The applicant was dismissed for having posted a racist comment, ‘Whites mz b all killed’, on his Facebook page.
Following his disciplinary hearing he was found guilty. He faced allegations of having made a racist comment and that the said comment was contrary to the interests of his employer. These allegations were based on the respondent’s disciplinary code and not its social media policy.
At his disciplinary hearing his defence that he had not placed the comment and that his Facebook page had been hacked, was rejected. This version changed at arbitration when he conceded that he had posted the comment, but argued, inter alia, that the employer had withheld its social media policy from him, that the incident occurred outside of working hours, that it did not relate to any person or manager at the company, that he had not used the employer’s equipment to send the post, and that it was posted on his personal Facebook account.

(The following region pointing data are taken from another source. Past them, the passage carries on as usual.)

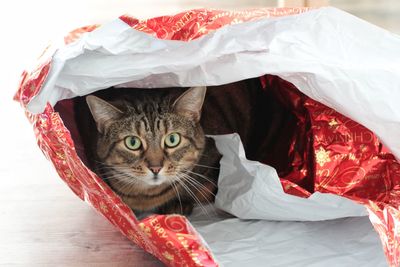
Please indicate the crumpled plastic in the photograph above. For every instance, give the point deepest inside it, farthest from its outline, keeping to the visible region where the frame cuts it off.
(345, 70)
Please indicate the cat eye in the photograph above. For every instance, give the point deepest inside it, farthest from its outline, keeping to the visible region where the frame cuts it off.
(133, 142)
(172, 140)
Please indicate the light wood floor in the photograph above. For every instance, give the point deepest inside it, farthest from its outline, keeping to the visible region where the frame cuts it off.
(42, 222)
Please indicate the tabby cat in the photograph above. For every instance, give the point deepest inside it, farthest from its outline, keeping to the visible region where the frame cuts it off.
(150, 150)
(150, 145)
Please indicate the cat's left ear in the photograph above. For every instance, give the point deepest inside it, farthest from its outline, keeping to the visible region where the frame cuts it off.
(190, 102)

The commissioner found no merit in his version. The commissioner further said the fact that he was at home when he posted the racist comment was totally irrelevant. The case law was clear – an employer had the right to take disciplinary steps against an employee if it had some interest in that employee’s conduct when he was not at the workplace.

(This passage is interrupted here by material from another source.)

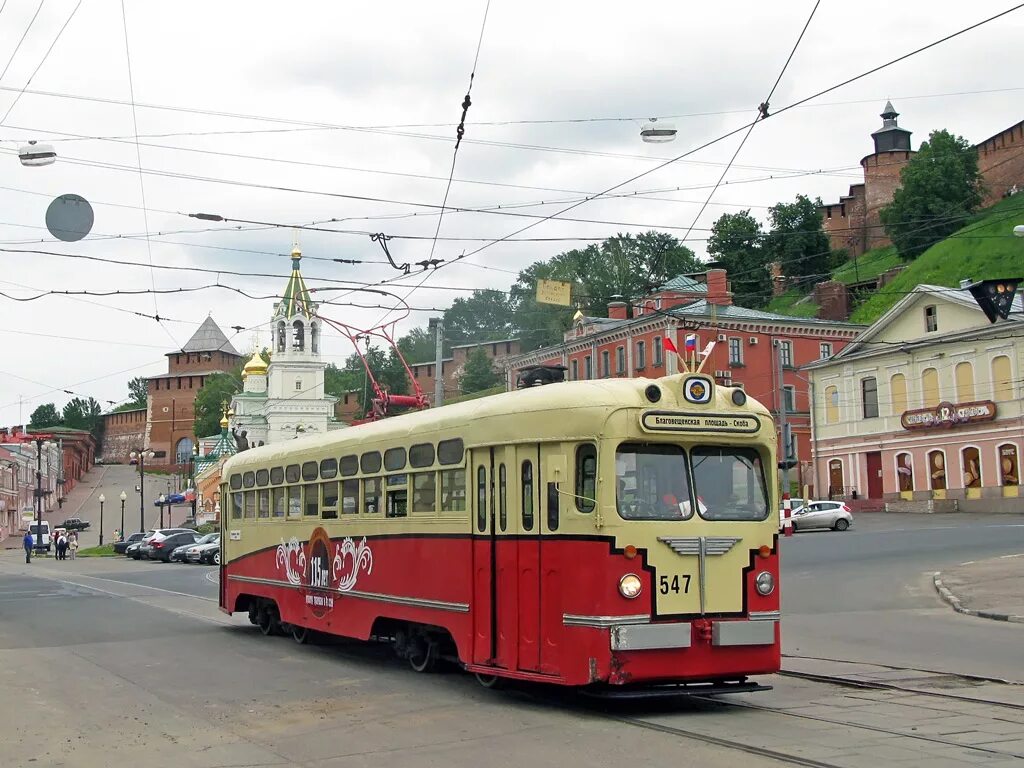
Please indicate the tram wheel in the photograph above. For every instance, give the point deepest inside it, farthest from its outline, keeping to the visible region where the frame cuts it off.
(423, 655)
(492, 682)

Unhappy with the CCMA commissioner’s award upholding the dismissal, he turned to the Labour Court.
The Labour Court made short shrift of the applicant’s argument that he made the statement outside of his working hours and therefore it could not possibly have constituted a disciplinary offence.
In essence the Court held that when the misconduct is committed away from the workplace, the only question is whether there was a nexus between the conduct and the employer’s business. If there was such a link, and if it has a bearing on the employment relationship, the employer is entitled to take disciplinary steps against the employee.
In this instance the respondent’s employer had a direct interest in the applicant’s conduct because it employed people of all races. It could therefore not be expected to continue employing someone who publicly called for the killing of all the members of a particular race group. Although this was not spelled out by either the arbitrator or the Court, it stands to reason that the racist post would then also be aimed at the applicant’s fellow employees who were white.
In effect the applicant’s dismissal was informed, on the one hand by the principle in Edcon Limited v Cantamessa and Others (JR30/17) [11 October 2019], and on the other by the principle in Custance v SALGBC (D114/02) .
The Court held per Cele J in Cantamessa that the respondent employer could discipline her for having posted a racist comment on her Facebook account:
 In principle therefore, Edcon could exercise discipline over Ms Cantamessa provided it established the necessary connection between the misconduct, if any, and its business. The comments made by Ms Cantamessa did not in and of themselves relate to the employer – employee relationship. The only source for the connection lies in that her Facebook page indicated that she worked for Edcon (My emphasis).
As long ago as 2003 the Court per Pillay J held in the matter of Custance v SALGBC that:
 …the derogatory terms used manifest a deep-rooted racism which has no place in a democratic society. Whether the word was uttered on or off duty was immaterial as it is the attitude that persists which, when on duty, affects the employment relationship.
In line with the finding in Custance, the Court held in Makhoba that the applicant’s attitude as expressed in his Facebook post, justified his dismissal, for in the words of the Constitutional Court (in the matter of Rustenburg Platinum Mine v SAEWA obo Bester and Others (CCT127/17) ):
 We are dealing here with racism in the workplace. Our courts have made it clear, and rightly so, that racism in the workplace cannot be tolerated. Employees may not act in a manner designed to destroy harmonious working relations with their employer or colleagues. They owe a duty of good faith to their employers which duty includes the obligation to further their employer’s business interests. In making racist comments in the public domain, the actions of the employee may foreseeably negatively affect the business of his employer or the working relationship between him and his employer or colleagues (My emphasis).
The importance of this judgment is that it emphasises that when there is a clear link between an employee’s conduct away from the workplace and the workplace, the employer has every right to take disciplinary steps against that employee.